Improving Methods for X-ray Absorption Spectroscopy Studies of Metalloproteins

X-ray absorption spectroscopy (XAS) is a widely used technique within biochemistry to analyze the structure around metal ions in proteins. A spectrum consists of two parts; the X-ray Absorption Near Edge Structure (XANES) and the Extended X-ray Absorption Fine Structure (EXAFS), which both give information about the local structure around a specific element (e.g. copper), but are analyzed in different ways. The use of XAS in biochemistry is complicated by radiation damage, e.g. reduction of Cu(II) to Cu(I).
In this thesis, the preliminary work on a microfluidics flow cell for the new XAS beamline, Balder, at the MAX IV Laboratory synchrotron in Lund, Sweden is presented, and the flow capabilities are proven sufficient to avoid radiation damage with the flux expected for the beamline.
To explore the advantages of XAS in the analysis of metalloproteins, data was collected on Anabaena Variabilis plastocyanin, a protein well described in literature using X-ray diffraction giving ultrahigh resolution crystal structures. The XAS data showed clear indication of photoreduction, and the fitted models bare close resemblance to the crystal structures, thus indicating that the crystal structures published are also a result of radiation damage. The data is compared to previously collected data with little to no photoreduction, and a difference in histidine distances are found, although the data quality is lower for this dataset. In an attempt to improve the fitting procedure, a Design of Experiment was utilized to vary the fitted parameters in a statistical feasible way. While promising initial results showed good fits to the data, the time limit of this thesis did not allow for a better fit than achieved by conventional methods to be found.
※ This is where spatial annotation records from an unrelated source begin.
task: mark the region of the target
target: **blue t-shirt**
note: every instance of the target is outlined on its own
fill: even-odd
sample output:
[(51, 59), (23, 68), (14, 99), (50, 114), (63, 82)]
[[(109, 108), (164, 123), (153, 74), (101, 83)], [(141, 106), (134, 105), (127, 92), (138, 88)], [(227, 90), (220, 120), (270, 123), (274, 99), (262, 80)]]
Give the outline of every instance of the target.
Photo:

XAS was also deployed to analyze the binding of Cu(II) and Zn(II) to the amyloid-β peptide (Aβ), related to Alzheimer’s Disease, and two variants of it with a mutation on the second position. For Cu(II)Aβ, the fibrillar coordination was found to depend on pH and the variant, with several models giving reasonable fits, possibly as a result of a mixture of several coordinations in the solution. For Zn(II)Aβ, the coordination was found to be the same across pH and variant, and was best fitted with a tetrahedral model of two histidines, a carboxylic group of either a glutamate or aspartate, and another oxygen or nitrogen ligand.